As if still joking, he told the business community that he was willing to copy the programs of his predecessor and his rivals if they would benefit the country.

Mistresses, annulled

He admitted being a womanizer and turned to the audience saying most of the men in the room have their own mistresses.

“I’m (My marriage has been) annulled. What am I supposed to do with my thing? Let it stand forever?” he said.

Duterte was reported to have at least four girlfriends, apart from his common-law wife Honeylet Avanceña. His marriage to Elizabeth Zimmerman, mother of his three children, was annulled in 1998.

In between anecdotes and self-deprecating jokes, he went back to his platform, which he said included doubling the salary of policemen who at a minimum get P14,000 a month.

He told the businessmen about a provision in the Constitution on granting a pardon. “In the Constitution, it says the President can grant conditional or absolute pardon or grant amnesty with the concurrence of Congress,” he said.

“When a police officer is caught in a cross fire and fired at a civilian. I will sign, ‘Pardon is given to … I don’t mind giving  5,000 pardons a day.”

He said that he would even do it to himself. “After six years,  ‘Pardon is hereby given to Rodrigo Duterte for the crime of multiple murder, signed by Rodrigo Duterte,” he said drawing  laughter.

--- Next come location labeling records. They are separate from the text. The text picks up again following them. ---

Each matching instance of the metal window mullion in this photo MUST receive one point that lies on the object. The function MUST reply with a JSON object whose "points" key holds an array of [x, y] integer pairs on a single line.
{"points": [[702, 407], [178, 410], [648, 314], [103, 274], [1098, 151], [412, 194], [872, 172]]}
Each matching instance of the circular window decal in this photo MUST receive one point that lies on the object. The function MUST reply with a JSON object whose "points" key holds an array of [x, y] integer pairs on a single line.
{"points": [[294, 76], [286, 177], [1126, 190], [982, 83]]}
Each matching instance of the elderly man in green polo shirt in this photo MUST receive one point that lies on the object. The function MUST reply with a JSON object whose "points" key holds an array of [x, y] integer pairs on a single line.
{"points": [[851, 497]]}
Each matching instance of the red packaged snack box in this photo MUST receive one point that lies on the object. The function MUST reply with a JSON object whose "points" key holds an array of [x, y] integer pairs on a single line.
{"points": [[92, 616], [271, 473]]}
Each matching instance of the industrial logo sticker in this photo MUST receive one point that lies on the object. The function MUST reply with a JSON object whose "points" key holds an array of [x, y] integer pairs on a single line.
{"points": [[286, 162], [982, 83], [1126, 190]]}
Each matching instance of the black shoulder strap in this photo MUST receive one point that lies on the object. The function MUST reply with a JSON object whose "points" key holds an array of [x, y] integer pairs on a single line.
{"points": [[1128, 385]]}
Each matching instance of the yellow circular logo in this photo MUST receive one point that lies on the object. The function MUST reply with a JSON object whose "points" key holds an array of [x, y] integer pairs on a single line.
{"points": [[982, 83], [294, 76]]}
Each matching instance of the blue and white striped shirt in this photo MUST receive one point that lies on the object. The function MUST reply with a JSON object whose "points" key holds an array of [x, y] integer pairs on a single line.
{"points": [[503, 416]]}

Duterte also warned Congress, the Commission on Human Rights and Office of the Ombudsman against stopping him.

“We have many lawyers. I still have my decency. Congress, the Commission on Human Rights and the Ombudsman must not stop me because I have a task to do, a very important one for this nation, especially for the protection of women and children,” he said.

 

Gunfighter

Duterte shared how violent a ruler he could be. “I slap people in public, especially erring policemen. I can even challenge them to a duel. I am a gunfighter,” he said.

The Davao City mayor, who many times pronounced he subscribes to socialism, announced for the first time during the event that he would stop the land reform program of the government since it had served only the landlords.

In an interview afterward, Duterte took a step back and said land reform would be further reviewed.

He also remarked about cutting down on infrastructure projects except the mass transit system, which he said the public badly needed.

 

Priority

His priority, he said, would be peace and order, education, and health.

After Duterte’s speech took most of the time, a scheduled question-and-answer portion in the program has been canceled by the MBC organizers.